Sam's blog
April 15, 2023

exFAT data recovery

Posted on April 15, 2023  •  15 minutes  • 3144 words

A simple mistake

While testing the effectiveness of a faster SD card on NixOS build times, I overwrote the first 16 GiB of my PSVita SD card. Without going into the specifics, I made a typo and lost the backup of those first 16GiB.

This could’ve been avoided by making the backup image readonly:

$ chmod -w vita.img
$ dd if=/dev/sdi of=vita.img
dd: failed to open 'vita.img': Permission denied

Recovery

The SD card is relatively large at 256GiB, however most of that is dumped games. I do have a backup from a week ago, so all that I am missing is a couple save games.

Assuming not much fragmentation occurred, these should be somewhere in the middle of the data, so losing the first 16 GiB likely didn’t damage anything important. However, the first few sectors of exFAT holds crucial information.

What even is exFAT?

exFAT is a filesystem which stands for Extensible File Allocation Table, the file allocation table is how it deals with fragmentation. A filesystem is nothing more than a specification of how to interpret one contiguous block of data as separate files, luckily Microsoft made the specification public in 2019. Microsoft’s docs are pretty awful to navigate so I would recommend the docs on ChaN’s site: http://elm-chan.org/docs/exfat_e.html

You might have wondered what the sector size is when formatting a drive, essentially it’s the size of the blocks that the filesystem works with (exFAT calls them clusters, but I will keep calling them blocks). Any file larger than that needs to be split up across multiple blocks (this is called fragmentation).
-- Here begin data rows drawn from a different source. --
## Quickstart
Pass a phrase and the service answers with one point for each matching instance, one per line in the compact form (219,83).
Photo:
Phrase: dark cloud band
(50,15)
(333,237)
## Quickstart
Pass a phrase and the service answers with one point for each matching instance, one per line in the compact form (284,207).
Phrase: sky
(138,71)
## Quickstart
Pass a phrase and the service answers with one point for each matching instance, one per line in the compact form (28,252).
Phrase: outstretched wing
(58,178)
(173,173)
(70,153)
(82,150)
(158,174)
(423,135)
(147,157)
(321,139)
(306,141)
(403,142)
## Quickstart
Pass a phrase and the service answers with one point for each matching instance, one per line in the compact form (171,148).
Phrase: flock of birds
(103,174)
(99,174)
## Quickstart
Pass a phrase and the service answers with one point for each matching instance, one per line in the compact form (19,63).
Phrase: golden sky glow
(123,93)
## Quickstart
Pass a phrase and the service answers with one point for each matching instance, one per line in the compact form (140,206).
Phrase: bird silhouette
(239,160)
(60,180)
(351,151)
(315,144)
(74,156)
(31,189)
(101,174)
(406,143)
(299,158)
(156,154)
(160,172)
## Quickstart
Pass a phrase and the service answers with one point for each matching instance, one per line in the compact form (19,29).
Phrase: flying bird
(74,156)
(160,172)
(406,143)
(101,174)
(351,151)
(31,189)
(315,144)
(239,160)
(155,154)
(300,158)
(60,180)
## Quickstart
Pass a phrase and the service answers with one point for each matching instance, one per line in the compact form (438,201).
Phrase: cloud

The blocks are either data from a file or metadata. There are multiple kinds of metadata, but I’m only interested in directory listings - which contain a list of files/directories, and where to find them. While it’s technically impossible to tell metadata blocks apart from actual file data, file data is unlikely to be valid metadata, especially since the save data is encrypted (thanks Sony).

The root directory of the filesystem is a directory listing, it’s usually found near the beginning of the drive, so it is most certainly missing from my data.

Guessing the sector size

The size of the blocks is at the beginning of the drive, along with other important information about the filesystem. However, it can be guessed by looking at the data.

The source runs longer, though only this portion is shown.